Just as Aditya predicted, we learned that Nur Cholis is one half of a family business. After he shops for the ingredients at a local market, his wife cooks each day's inventory at their home in Pemogan. Once everything is packed and ready, Nur Cholis makes the 25-minute journey to Seminyak on his motorbike-cum-food stall.
We ate our savory plates and paid Nur Cholis the going rate for nasi jinggo: 5,000 Indonesian rupiahs—about 40 cents in US currency.

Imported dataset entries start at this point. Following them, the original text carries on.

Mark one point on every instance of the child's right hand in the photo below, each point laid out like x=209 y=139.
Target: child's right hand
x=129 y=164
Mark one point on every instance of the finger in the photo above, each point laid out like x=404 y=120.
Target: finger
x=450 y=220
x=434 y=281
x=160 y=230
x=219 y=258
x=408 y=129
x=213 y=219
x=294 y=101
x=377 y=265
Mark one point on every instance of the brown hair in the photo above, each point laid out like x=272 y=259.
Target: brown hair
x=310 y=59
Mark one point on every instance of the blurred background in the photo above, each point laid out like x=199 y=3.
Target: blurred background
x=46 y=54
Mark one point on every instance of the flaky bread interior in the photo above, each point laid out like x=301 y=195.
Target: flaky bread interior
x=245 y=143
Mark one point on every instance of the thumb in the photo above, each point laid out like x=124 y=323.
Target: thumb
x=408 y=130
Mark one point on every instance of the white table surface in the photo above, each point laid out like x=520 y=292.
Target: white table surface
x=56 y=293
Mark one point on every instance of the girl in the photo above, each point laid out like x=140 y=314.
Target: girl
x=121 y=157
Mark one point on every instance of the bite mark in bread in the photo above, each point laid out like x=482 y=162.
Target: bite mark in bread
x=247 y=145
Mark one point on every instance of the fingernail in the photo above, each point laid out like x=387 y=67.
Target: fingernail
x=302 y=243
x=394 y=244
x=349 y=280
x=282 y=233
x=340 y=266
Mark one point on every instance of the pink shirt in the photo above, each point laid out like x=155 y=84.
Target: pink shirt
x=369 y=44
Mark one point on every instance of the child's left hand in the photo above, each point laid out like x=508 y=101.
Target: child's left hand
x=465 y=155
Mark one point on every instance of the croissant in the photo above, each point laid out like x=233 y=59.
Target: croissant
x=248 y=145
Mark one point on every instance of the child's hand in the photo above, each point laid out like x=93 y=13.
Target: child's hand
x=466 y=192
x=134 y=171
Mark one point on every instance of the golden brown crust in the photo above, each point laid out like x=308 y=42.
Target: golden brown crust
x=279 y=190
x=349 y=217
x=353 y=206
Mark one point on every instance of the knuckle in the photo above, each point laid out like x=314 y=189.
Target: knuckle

I continued the nasi jinggo exploration in the light of day near Seminyak Beach. Bahar Muntaha, a Bali resident from Sulawesi, runs a business giving private surfing lessons and renting out beach chairs. He introduced me to Nyoman, a Balinese nasi jinggo vendor a few feet behind the row of surfboards. Nyoman has been steadily doling out kopi Bali—an instant coffee that sells for the equivalent of around twenty cents—and nasi jinggo there for 15 years.
Bahar translated that Nyoman and his wife start the day at 3 AM at their home in Karangasem preparing nasi jinggo for breakfast seekers. Nyoman hits the beach at 7 AM and posts up in an endless line of parked motorbikes. Like Nur Cholis', Nyoman's mise en place was simple. Sambal and sauces and crispy add-ons are kept close at hand for easy access. He sells his fare until it runs out in the late morning.
I tucked into my nasi jinggo on a wooden bench and watched foreigners wipe out off giant foam surfboards, their limbs flailing out of the breaking waves. Even in the sobering Bali daylight, the nasi jinggo held its own. I didn't need to be drunk to fall in love with it again.